Некоторое время они молчали, прохаживаясь по все еще теплой даже сквозь подошвы ботинок золе. Чтобы прервать затянувшееся молчание, Иннокентий Павлович, скорее из вежливости, чем из любопытства, поинтересовался:
— Как же вам живется на новом месте, на новой квартире?
И тут в первый раз за весь их разговор Сухарев удивленно обернулся к Иннокентию Павловичу, спросил будто даже уязвленно:
— Вы что, дражайший Иннокентий Павлович, газет вовсе не читаете? Неужто некролога в черной рамочке и с портретом не заметили, не обратили благосклонного своего внимания?
— Чьего, простите, некролога? — спросил Иннокентий Павлович, но тут же его охватило предчувствие, что вот она, тайна, вокруг которой он уже сколько времени безнадежно блуждает…
— Да моего, чьим же еще я бы вам хвастал? — усмехнулся Сухарев. — Еще с месяц назад, и почти во всех газетах, даже по телевидению удостоился чести. А отпевали в родной университетской церкви святыя Татьяны, как положено мне по разряду. Я уж и думать про это забыл, а вы и слыхом не слыхали! Придет охота, навестите — Преображенское кладбище, седьмая аллея. — И, не дав Иннокентию Павловичу прийти в себя и осознать этот немыслимый факт, заторопился. — Простите, у меня как раз там свидание назначено с коллегой, который, кстати говоря, опередил меня лет на пятнадцать, так что давно не виделись, не обменивались мыслями. Всего вам доброго, Иннокентий Павлович, не теряйте духа и не вешайте носа. Как начертал на своем перстне еще один мудрец, древнейший и печальнейший, “все проходит”. А надумаете навестить, буду рад.

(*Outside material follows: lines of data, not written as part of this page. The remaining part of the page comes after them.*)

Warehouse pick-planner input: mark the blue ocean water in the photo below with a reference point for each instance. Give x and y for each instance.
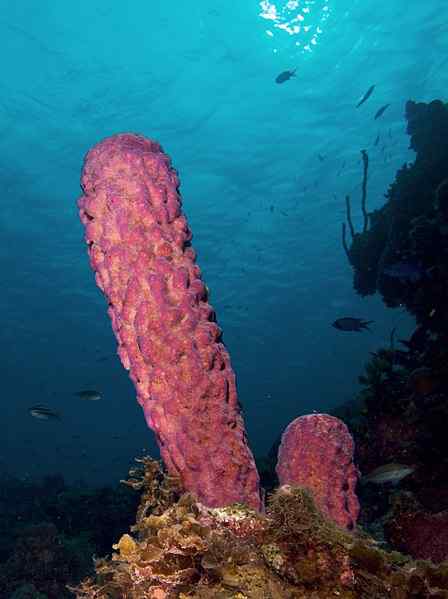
(264, 208)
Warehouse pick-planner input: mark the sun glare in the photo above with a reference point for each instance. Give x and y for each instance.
(304, 19)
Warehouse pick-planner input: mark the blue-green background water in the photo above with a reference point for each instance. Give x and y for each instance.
(265, 211)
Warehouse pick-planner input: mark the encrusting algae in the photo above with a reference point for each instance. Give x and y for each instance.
(180, 549)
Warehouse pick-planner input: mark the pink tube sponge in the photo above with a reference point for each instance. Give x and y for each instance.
(316, 452)
(139, 248)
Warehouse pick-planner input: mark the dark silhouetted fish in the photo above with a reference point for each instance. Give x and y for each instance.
(42, 412)
(366, 96)
(349, 323)
(285, 75)
(381, 111)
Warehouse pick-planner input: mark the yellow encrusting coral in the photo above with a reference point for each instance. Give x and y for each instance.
(179, 549)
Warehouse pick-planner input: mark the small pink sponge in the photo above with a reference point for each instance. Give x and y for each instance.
(316, 452)
(139, 247)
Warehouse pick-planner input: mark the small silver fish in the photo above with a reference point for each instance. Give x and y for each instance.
(366, 96)
(389, 473)
(42, 412)
(284, 76)
(381, 111)
(348, 323)
(89, 395)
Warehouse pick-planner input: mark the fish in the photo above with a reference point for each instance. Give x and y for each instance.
(89, 394)
(381, 111)
(42, 412)
(349, 323)
(366, 96)
(405, 271)
(284, 76)
(389, 473)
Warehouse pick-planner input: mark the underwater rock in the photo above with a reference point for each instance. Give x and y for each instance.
(417, 532)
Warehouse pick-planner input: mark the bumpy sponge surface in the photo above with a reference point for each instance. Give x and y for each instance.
(168, 340)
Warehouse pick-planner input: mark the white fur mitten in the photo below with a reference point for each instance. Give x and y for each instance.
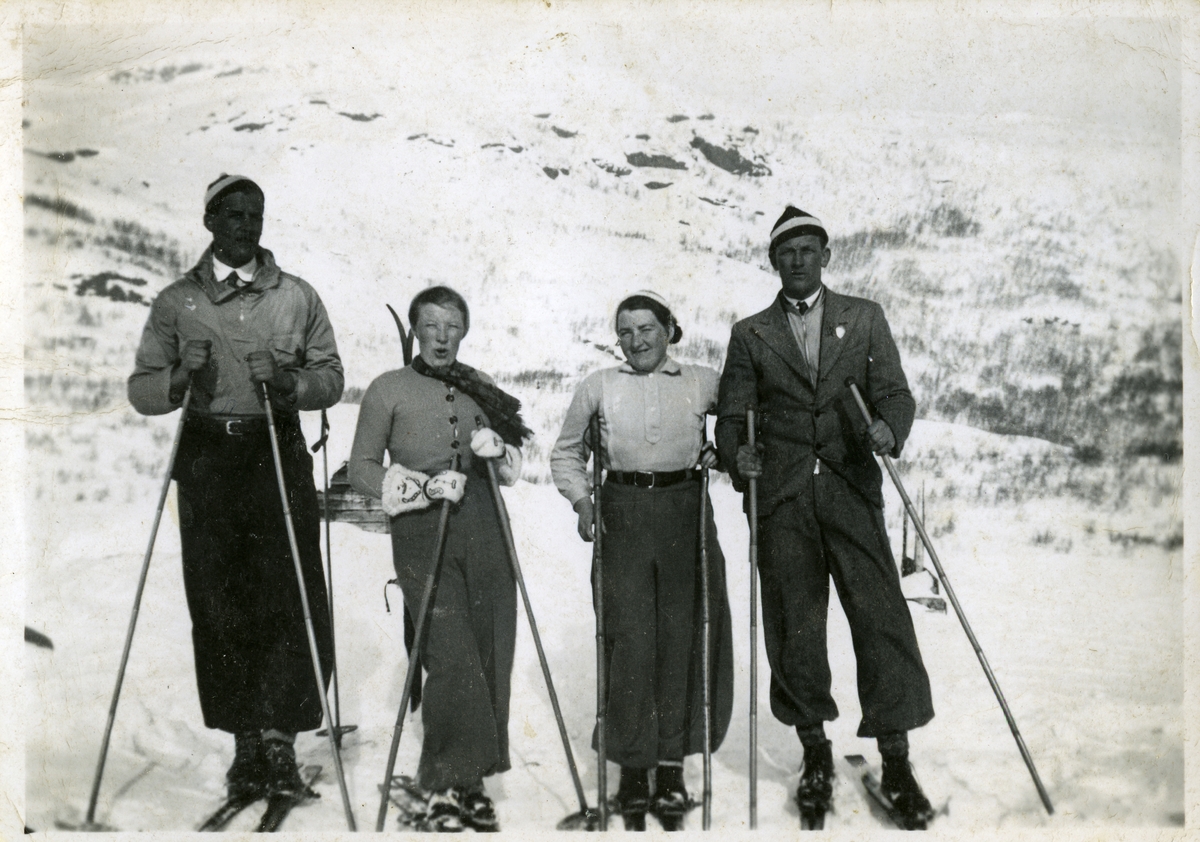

Честь имею.
И, как только что Михеич, растворился в облаке черной пыли пожарища.
Лишь полотнище с изображенным на нем былым великолепием, обесчещенное и поруганное пятнами пепла и сажи, погребальной хоругвью мерно колыхалось на ветру, печально и укоризненно шурша.
А Иннокентию Павловичу вдруг не ко времени и не к месту припомнилось Абгарычево любимое словцо — “анекдот”. Он стоял на пепелище и все повторял и повторял его то ли вслух, то ли про себя, скорее с печалью, чем с обидой и болью:
— Анекдот… Анекдот…
Да и не был ли то именно что анекдот, нашенской, смехом сквозь слезы, выпечки анекдотец?!